Iran's paramilitary Basij force has published a report about the human rights situation in the United States. The report has been issued in Persian, English, and Arabic.
Young members of the Basij militia display their truncheons as they sit streetside and eat ice cream in an undated photo from Iran.
The Basij force, which has been accused of brutality and involvement in state repression against opposition activists in Iran, says the United States is "one of the main violators of human rights."
"As soon as we all hear the phrase 'human rights,' the painful memories of Abu Ghraib, Guantanamo, and Bagram prisons remind us of the human rights violations committed by the U.S. government," the report says.
Basij commander Mohammad Reza Naghdi speaking at the event
(photo by Ehsan Naderipour, Islamic Republic News Agency)
The paper goes on to say: "However, these violations are not limited to the violent incidents after 9/11. The United States, which has presented itself as the sole protector of humanity and for that claim threatens and even attacks other countries, is violating human rights inside its own borders in terms of torture of prisoners, police brutality, and racial discrimination."
The report has several sections that include the situation of detainees, the violation of online privacy, and death sentences.
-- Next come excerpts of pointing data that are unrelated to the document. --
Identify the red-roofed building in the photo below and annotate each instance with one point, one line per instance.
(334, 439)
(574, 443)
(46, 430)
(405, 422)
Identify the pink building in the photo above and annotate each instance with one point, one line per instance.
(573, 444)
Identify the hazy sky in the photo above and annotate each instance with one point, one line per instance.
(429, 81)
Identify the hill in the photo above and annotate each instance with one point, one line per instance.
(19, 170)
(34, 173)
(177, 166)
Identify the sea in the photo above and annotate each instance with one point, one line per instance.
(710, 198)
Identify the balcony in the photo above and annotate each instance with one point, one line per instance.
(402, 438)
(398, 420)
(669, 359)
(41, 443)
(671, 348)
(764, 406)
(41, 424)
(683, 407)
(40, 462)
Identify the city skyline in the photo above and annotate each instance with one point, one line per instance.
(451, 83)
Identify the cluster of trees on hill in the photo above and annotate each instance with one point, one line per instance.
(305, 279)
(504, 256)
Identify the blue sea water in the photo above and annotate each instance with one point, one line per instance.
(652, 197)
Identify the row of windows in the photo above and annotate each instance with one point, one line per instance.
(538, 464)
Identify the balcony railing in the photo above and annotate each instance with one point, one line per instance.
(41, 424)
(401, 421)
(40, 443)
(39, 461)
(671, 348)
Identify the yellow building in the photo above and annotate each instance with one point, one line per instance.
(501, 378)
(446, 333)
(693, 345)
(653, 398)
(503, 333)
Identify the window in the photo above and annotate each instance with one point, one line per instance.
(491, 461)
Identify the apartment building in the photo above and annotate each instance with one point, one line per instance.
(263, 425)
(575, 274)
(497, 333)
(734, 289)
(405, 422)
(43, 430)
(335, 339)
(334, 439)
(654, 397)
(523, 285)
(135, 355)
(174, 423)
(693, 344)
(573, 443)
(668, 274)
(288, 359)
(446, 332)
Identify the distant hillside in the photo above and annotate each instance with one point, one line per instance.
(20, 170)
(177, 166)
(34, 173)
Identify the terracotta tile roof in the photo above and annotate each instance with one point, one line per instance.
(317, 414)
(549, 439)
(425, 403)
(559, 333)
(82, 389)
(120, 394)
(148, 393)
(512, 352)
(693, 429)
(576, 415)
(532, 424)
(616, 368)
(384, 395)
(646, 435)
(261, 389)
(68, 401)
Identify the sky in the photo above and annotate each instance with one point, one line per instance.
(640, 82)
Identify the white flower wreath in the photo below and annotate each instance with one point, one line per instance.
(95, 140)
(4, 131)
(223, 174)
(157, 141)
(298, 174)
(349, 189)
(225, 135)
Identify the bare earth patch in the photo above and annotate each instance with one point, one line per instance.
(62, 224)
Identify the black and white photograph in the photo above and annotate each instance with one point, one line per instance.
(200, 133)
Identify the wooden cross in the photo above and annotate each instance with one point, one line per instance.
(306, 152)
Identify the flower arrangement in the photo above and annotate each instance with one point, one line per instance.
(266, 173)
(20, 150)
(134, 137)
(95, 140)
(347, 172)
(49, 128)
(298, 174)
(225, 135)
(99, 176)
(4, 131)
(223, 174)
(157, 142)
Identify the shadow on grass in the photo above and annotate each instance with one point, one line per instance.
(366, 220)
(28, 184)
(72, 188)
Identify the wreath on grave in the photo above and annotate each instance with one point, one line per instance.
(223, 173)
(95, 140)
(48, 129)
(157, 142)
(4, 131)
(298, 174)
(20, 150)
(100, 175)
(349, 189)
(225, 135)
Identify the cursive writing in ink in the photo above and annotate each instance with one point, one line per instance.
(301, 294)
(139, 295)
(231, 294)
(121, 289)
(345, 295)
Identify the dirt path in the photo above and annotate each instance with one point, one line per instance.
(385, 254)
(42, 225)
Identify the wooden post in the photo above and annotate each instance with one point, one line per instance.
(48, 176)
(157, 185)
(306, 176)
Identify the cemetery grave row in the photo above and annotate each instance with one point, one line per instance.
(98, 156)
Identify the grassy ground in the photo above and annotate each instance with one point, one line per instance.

The hard-line Fars news agency, which is said to have ties to the Islamic Revolutionary Guards Corps (IRGC), says Basij commander Mohammad Reza Naghdi; the head of the judiciary's human rights commission, Mohammad Javad Larijani; and senior lawmaker Alaedin Borujerdi were among officials present at the unveiling of the of the report, which took place at Tehran University.
The report appears to be a tit-for-tat move for criticism of the human rights situation in Iran by the United States. It comes amid criticism by hard-liners in the Islamic republic of a nuclear deal reached between Iran and the P5+1 group of world powers, which includes the United States. Hard-liners have in recent months gone to great lengths to demonstrate that despite talks over the nuclear issue, the United States remains Iran's enemy.
Iranian officials often reject criticism of the human rights abuses in the country by rights groups and other countries as interference in Iran's internal affairs.